Overall Architecture

DiffEye adopts the DDPM framework to learn the conditional distribution \(p_\theta(\mathcal{R}|\mathcal{S})\), i.e., the eye movement trajectory distribution given visual stimulus \(I\):

  • Input: Visual stimulus image \(I \in \mathbb{R}^{H \times W \times 3}\) (resized to 224×224) and fixed-length trajectory \(R \in \mathbb{R}^{L \times 2}\) (\(L=720\)).
  • Forward process: Gaussian noise is progressively added to the trajectory over \(T_{diff}=1000\) steps.
  • Reverse process: A U-Net predicts the noise and denoises conditioned on the image to recover the original trajectory.
  • Inference: Starting from pure noise, DDIM sampling with 50 steps generates trajectories, which can be converted to scanpaths or saliency maps.

Key Designs

1. Backbone: 1D U-Net

  • Downsampling, middle, and upsampling block structure using 1D convolutions for temporal downsampling/upsampling of trajectories.
  • Each block includes self-attention layers to capture temporal dependencies in the trajectory.
  • Diffusion timestep \(t_{diff}\) is injected into each block via sinusoidal positional encoding + MLP + SiLU.

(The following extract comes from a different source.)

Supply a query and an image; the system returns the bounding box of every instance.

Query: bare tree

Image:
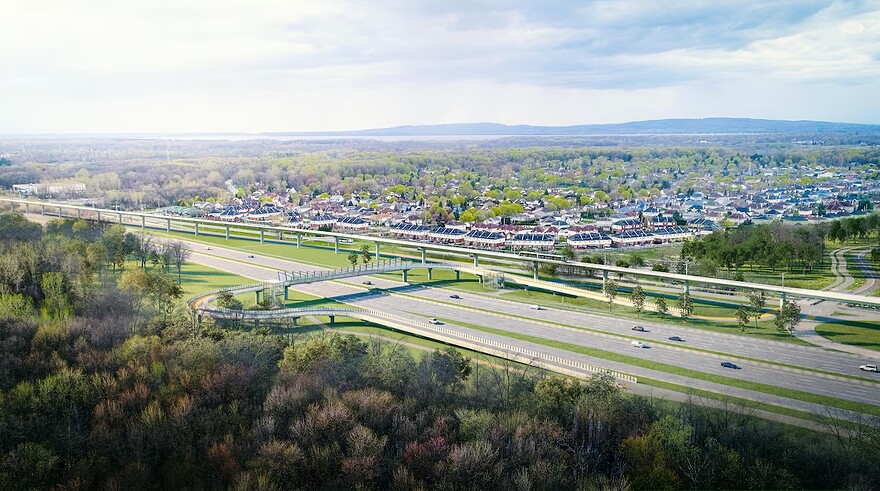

2. Image Conditioning Mechanism (Progressive Design)

Scheme Approach Effect
Global feature DINOv2 global vector concatenated to trajectory tokens Poor generation quality, lacks spatial semantics
Patch features + single-layer cross-attention DINOv2 patch tokens and trajectory tokens perform cross-attention Insufficient conditioning
Patch features + multi-layer cross-attention Cross-attention appended to each U-Net block Significant improvement
FeatUp high-resolution features Replace DINOv2 patches with FeatUp (32×32 vs. 16×16) Final design, higher spatial precision

3. Corresponding Position Embedding (CPE) — Core Contribution

The key idea of CPE: trajectory tokens and image patch tokens share the same 2D sinusoidal positional encoding grid, enabling spatial alignment:

  • Construct a positional embedding grid \(P \in \mathbb{R}^{H \times W \times D}\).
  • For trajectory step \(i\) at coordinate \((x_i, y_i)\), extract the corresponding positional encoding: \(R_i^{CPE} = R_{proj}[i] + P[y_i, x_i, :]\).
  • For image features, interpolate the positional grid to patch resolution and add to features: \(F_{CPE} = F_{proj} + P'\).
  • In cross-attention, trajectory points and image patches at the same spatial location receive matching positional signals.

4. Data Preprocessing

  • Uses the MIT1003 dataset (15 subjects × 1,003 images × 3-second free viewing, 240 Hz sampling).
  • Blinks and NaN values are removed; sequences of ≥720 steps are retained, yielding 8,934 trajectories in total.
  • All sequences are uniformly truncated/downsampled to 720 steps; 90%/10% train/test split by image.

Loss & Training

  • Loss function: Standard DDPM noise prediction loss \(\min_\theta \mathbb{E}_{t,R^{(0)},\epsilon}\left[\|\epsilon - \epsilon_\theta(R^{(t)}, t, I)\|^2\right]\)
  • Adam optimizer, fixed learning rate \(1 \times 10^{-4}\), trained for 3,000 epochs.
  • Linear noise schedule \([1 \times 10^{-4}, 2 \times 10^{-2}]\).
  • Classifier-Free Guidance (CFG) is used to enhance conditional control.
  • DDIM 50-step sampling at inference.

Key Experimental Results

Main Results: Scanpath Generation (MIT1003 + OSIE)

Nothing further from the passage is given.